Fear, uncertainty, and doubt, or “FUD” in crypto parlance, are powerful emotions that can cause a run on a bank, or, in the case of the beleaguered crypto exchange, Bitfinex, a run on exchange deposits. The weekend has passed since last Thursday evening’s shockwave that iFinex, Bitfinex, and Tether might have been engaged in an alleged cover up of an $850 million fraud. Crypto values have stabilized, calmer minds have prevailed, and the management team, alleged to have been behind this commingling of funds debacle, have responded forcefully to the NY Attorney General’s accusations.
In case you have been on vacation without wifi or have been hanging out under a rock to pass the time away, the New York Attorney General, Letitia James, “revealed that Bitfinex purportedly sent $850 million to a Panama-based company, failed to secure the funds later, and went on to raid almost $1 billion of Tether’s cash reserves to satisfy its customers.” Cash reserves of a stablecoin venture are supposed to be sacrosanct, a fiduciary line that is never to be crossed by a management team for whatever reason.
The unregulated nature of the crypto industry, especially when an exchange is licensed out of the British Virgin Islands, can easily create situations where enormous piles of cash can be a tempting “siren” for temporary dalliances, if you will. There have been simmering suspicions that Bitfinex had been dipping into the cash reserves of Tether, but until now, there had been no hard evidence to support these speculations. Whether there now exists “hard evidence” is open for debate, but the damage has been done.
In the meantime, the executives at iFinex, the owner and operator of both Bitfinex and Tether, have published their response:
The New York Attorney General’s court filings were written in bad faith and are riddled with false assertions, including, as to a purported $850 million “loss” at Crypto Capital. On the contrary, we have been informed that these Crypto Capital amounts are not lost but have been, in fact, seized and safeguarded. We are and have been actively working to exercise our rights and remedies and get those funds released. Sadly, the New York Attorney General’s office seems to be intent on undermining those efforts to the detriment of our customers.

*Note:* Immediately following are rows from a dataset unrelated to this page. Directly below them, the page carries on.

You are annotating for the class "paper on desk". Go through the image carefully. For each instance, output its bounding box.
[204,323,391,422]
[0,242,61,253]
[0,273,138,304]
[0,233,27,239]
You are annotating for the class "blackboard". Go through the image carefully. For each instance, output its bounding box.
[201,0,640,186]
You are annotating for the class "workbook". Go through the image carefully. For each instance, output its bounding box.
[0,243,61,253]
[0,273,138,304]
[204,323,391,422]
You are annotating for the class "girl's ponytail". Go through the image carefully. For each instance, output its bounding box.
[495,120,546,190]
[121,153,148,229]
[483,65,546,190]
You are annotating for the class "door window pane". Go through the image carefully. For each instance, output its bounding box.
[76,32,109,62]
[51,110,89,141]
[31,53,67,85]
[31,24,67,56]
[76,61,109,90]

While the crypto industry may be taking the latest “black swan” in stride, clients of Bitfinex are betwixt and between. Per one source in the know: “Users of Bitfinex rushed to withdraw their assets, resulting in a mass exodus of a purported $100 million worth of BTC and Ethereum from exchange-owned wallets.” It is not unusual for rats to desert a sinking ship, but after the initial wave of withdrawals and transfers, depositors are now more or less on high alert, just waiting to act, but in order to do so, Bitfinex spreads have widened to such an extent that a BTC $350 premium is the cost.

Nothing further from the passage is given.